Domestic political concerns and global financial market jitters dried up short-term inflows, according to the World Bank. Although the quality of finance improved thanks to lengthening maturity, net inflows fell short of financing the current account deficit in the first seven months of the year, it added.
The brief indicated that inflation is likely to remain above target in 2015, around 7.5 percent.
“Food prices started to rise rapidly again, pushing food inflation momentum up to 14.7 percent in September. Renewed currency depreciation brought core inflation above 8 percent and its momentum above 10.5 percent. Particularly, a sharp increase in automobile prices due to depreciation added significantly to inflation in September. As a result, 12-month inflation climbed to 7.9 percent in September” it said.
Economic activity expected to slow down
According to the brief, economic activity is expected to decelerate in the second half of 2015.

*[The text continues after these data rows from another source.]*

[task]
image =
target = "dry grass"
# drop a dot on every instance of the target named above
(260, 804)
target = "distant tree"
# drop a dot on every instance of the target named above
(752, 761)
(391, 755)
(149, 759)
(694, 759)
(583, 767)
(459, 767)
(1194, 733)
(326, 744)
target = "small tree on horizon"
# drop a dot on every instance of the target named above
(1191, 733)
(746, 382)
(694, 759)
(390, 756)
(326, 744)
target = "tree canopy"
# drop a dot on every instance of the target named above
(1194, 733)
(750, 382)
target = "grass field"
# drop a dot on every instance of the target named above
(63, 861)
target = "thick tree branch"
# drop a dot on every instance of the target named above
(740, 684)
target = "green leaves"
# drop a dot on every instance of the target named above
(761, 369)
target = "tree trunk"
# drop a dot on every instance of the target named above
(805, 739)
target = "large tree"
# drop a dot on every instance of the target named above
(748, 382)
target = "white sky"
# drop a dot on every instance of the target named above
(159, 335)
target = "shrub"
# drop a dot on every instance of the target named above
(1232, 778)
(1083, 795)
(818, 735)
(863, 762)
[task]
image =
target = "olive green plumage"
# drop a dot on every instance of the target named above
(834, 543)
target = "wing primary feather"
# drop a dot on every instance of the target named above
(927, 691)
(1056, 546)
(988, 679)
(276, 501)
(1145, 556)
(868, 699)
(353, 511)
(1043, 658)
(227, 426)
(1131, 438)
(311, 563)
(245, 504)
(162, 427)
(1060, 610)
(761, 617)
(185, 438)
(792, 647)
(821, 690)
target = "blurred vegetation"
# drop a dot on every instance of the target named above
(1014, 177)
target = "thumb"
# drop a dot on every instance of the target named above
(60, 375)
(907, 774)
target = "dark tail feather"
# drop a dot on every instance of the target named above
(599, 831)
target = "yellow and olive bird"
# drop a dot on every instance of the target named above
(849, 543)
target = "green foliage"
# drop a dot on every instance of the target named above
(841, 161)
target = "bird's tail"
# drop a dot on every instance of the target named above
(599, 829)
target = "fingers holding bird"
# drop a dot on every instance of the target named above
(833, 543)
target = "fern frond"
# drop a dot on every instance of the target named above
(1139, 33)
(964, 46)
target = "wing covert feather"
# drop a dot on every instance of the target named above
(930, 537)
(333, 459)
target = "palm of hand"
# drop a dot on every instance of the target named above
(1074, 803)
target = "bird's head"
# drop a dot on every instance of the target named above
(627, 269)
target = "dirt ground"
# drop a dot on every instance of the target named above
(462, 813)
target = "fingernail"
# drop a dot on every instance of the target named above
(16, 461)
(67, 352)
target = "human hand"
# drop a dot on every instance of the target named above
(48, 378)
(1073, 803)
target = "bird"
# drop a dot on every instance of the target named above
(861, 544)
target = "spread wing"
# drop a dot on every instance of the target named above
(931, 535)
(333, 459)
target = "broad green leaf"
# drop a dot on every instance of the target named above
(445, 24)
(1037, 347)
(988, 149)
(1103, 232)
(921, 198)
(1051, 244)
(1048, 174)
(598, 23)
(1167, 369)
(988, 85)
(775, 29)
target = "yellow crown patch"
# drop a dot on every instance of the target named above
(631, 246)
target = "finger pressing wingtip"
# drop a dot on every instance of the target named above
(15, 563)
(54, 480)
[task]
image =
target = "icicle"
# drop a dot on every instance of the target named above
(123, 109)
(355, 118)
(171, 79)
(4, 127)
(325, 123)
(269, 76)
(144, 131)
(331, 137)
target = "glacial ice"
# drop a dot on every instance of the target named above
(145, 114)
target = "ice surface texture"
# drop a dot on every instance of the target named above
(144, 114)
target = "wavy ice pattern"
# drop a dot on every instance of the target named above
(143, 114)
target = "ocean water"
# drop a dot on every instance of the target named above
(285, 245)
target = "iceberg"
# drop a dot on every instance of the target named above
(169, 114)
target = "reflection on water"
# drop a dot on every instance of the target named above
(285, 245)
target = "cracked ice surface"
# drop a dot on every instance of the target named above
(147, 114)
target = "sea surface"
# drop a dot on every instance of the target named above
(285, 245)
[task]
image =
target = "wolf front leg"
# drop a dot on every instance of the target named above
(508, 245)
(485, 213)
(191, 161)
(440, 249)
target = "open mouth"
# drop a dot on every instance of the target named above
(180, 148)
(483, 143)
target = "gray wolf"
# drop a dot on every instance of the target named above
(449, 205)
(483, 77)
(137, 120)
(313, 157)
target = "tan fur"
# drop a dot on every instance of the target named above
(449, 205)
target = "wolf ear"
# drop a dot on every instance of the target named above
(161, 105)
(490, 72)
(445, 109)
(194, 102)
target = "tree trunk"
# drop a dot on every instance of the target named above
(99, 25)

“Credit growth momentum fell below the Central Bank’s reference rate of 15 percent by mid-September. In addition, continuing political uncertainty and tensions in Turkey’s southeast make it difficult for the private sector to sustain the investment spending witnessed in the second quarter. Businesses are likely to cut investment spending from the second quarter and postpone investment decisions until a new stable political equilibrium is reached. External adjustment should continue, as lower oil prices will likely bring the current account deficit down by another $5 billion in the remainder of the year,” said the bank.
The brief said that Turkey’s current account deficit remains high and is unlikely to fall below 5.5 percent without significant structural reforms, given the current external environment.
“There is an urgent need for political stability and a return to implementing the structural reform agenda to restore investor confidence, address vulnerabilities and lift growth” said the brief.